辰年此時才扯落了覆面的黑巾,忍不住長長地出了口氣,與葉小七一面往回走著,一面低聲解釋道:“就咱們兩個,城守府不敢隨意進,又找不到知己的人幫著打聽,要尋到我義父的下落實在是難。既然這楊貴是城守府的管家,自然是知道楊成身邊的事情,到時候咱們挾持住了他,必要從他嘴里撬出些東西來,起碼也要問一問那一日在關口義父到底往哪里去了。”
葉小七一向聽辰年的主意,就點了點頭:“這樣也成,就是怕那邱三設計害咱們,別還沒逮著楊貴,先把咱們自己折了進去。”
辰年自有她的打算,當下說道:“咱們兩個多加小心,到時候只我一個人進去,你就在外面制住邱三,只要他的小命在咱們手上,諒他也沒那個膽子敢使壞。”
兩人低聲商量著,先找了個僻靜無人的地方換回了身上的衣服,才又重新回到了客棧住下。
此后幾天,他們自己也暗自調查起城守府大管家楊貴來,最后得到的信息與邱三說的倒也無太大差別,都說楊貴此人面善心狠,卻深得楊成信任,不但總管著楊成府內的事情,對青州的軍政之事也有插手。
辰年還曾在街面上遠遠地瞧過他一眼,見他年歲在四十上下,個子不高,身材微微發福,乍一看怎么都是一副良善模樣,只是那臉上的笑容看起來有些熟悉,仔細一想竟是與清風寨二當家文鳳鳴有幾分相像。
邱三那邊傳來消息說城守府里像是來了什么大人物,楊貴這幾日都忙著此事,不曾往外宅去過。辰年雖然等得焦急,但到底不敢去硬闖城守府,只得強自按捺下心情老實地等著機會。
又等了兩日,邱三才傳過信來說傍晚時瞧見那外宅的婆子出去打酒,估摸著楊貴晚上要過去的。辰年與葉小七兩人聽了心中大喜,換上了早就備好的夜行衣,又耐心地等到夜深人靜,才隨著邱三摸向楊貴的外宅。
因楊貴的老婆厲害,他這外宅藏得也深,辰年沿著彎彎繞繞的小巷走了許久,快到城東頭,前面的邱三才停下了腳步,指著左側一處宅子低聲說道:“大俠,這就是那楊貴的外宅。”
他說完了將手掌捂在嘴前,發出幾聲“吱吱”的鼠叫聲,緊接著又是兩聲貓叫傳出,這兩種聲音都惟妙惟肖,不知的還真當是有夜貓在逮老鼠。辰年與葉小七正驚訝間,就見黑暗之中有個矮小的人影奔了過來,人到了眼前才看出是那個叫小寶的孩子。
小寶壓低了聲音說道:“三哥,楊貴進門了,只一個人,連小廝也打發回去了。”
邱三轉頭與辰年說道:“大俠,這院子一共兩進,前院里住的是個婆子和她男人,楊貴住在后院。”

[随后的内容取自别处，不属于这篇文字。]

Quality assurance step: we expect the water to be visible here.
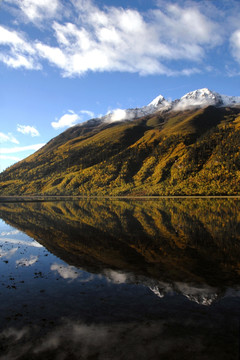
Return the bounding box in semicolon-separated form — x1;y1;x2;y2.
0;199;240;360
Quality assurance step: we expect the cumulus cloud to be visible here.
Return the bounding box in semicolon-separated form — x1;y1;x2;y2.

辰年輕輕地點了點頭,若有所指地交代葉小七:“我一個人進去就成,你與邱三哥等在這里,萬一有個什么變故,點火為號。到時候老規矩,不用管我,可千萬別忘了照應好邱三哥。”她一面說著,一面又從懷里摸了個藥丸出來,不等著邱三反應就塞進了他的嘴里,然后手將他的下巴猛地一抬,將那藥丸壓入了他喉中。

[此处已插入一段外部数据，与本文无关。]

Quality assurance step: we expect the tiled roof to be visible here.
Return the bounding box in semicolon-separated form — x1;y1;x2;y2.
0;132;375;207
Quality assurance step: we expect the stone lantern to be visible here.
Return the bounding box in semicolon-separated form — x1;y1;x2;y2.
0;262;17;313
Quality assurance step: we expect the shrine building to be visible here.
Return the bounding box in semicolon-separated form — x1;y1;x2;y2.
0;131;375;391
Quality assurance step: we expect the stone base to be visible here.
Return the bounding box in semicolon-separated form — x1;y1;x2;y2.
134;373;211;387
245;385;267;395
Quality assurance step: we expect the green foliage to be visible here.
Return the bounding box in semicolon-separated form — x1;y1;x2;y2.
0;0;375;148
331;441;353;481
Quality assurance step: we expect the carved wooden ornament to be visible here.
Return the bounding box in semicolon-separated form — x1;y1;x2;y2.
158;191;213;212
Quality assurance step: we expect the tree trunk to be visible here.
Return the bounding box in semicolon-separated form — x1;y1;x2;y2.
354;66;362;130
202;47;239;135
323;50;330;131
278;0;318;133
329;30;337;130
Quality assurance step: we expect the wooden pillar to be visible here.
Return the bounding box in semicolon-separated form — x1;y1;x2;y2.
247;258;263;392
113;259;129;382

辰年低笑道:“邱三哥莫怕,只是粒壓驚的藥丸,省得你一會兒慌亂,別再胡亂跑丟了。”
她雖這樣說著,邱三卻是半點不信,心中只想著這定是丸毒藥了,他們這是怕他使詐,所以先用丸毒藥鎮住了他。邱三心中又驚又怕,苦著臉說道:“大俠放心,小的定會好好在這里守著,還請大俠早點將解藥賞給小的。”
辰年沒有理會他,卻伸手拍了拍葉小七的肩膀,低聲囑咐道:“小心點。”
葉小七點點頭:“放心。”
辰年轉身看了看那圍墻,往后退了兩步,借著助跑往上一躍將手搭上墻頭,身子再輕巧地往上一卷,人已是悄無聲息地蹲在了墻頭上。她在墻上靜靜地伏了片刻,才向著葉小七打了個一切安好的手勢,然后人便如一片落葉,輕飄飄地落入了院內。
墻外的葉小七與邱三不由得都暗嘆了一聲,一個想那一日劫道時她若是有這份機靈鎮定,何至于就叫人反劫了去;另一個卻想這哪里是什么大俠,分明是做賊頭的一塊好料!
先不表他們倆在這里焦心等待,只說辰年那里,她早在墻上時已將院內的情形細細看過了一遍。這院子不大,北面是三間正房,左右各有兩間廂房,除了正房東側一間還亮著燈外,其余各屋內都是漆黑一片。
辰年落下地來,徑直悄悄潛到正房窗下,透過窗縫看進去,就見里面只楊貴一人,臉上也沒了日間的那幾分笑意,正沉著臉守著幾盤小菜自斟自飲。辰年想了想,先找到楊貴的外室母子并下人住的房間,將兩管迷煙吹了進去,待他們幾人都睡熟之后,才又回到了楊貴屋外。
因屋內還亮著燈,她不好再吹迷煙,索性就直接推門進去了,誰知那楊貴連頭都沒抬,只沒好氣地說道:“說了叫你老實地在屋里待著不要出來,怎的這般不聽話?”
辰年倒是有些意外,怔了一怔才笑道:“楊大管家怎的這么大的火氣?”
楊貴被她的聲音驚了一跳,猛地起身轉了過來,卻正好迎面撞上了辰年手中閃亮的刀鋒,嚇得他急忙往后仰過身去,看著黑衣蒙面的辰年驚聲問道:“你是什么人?要干什么?”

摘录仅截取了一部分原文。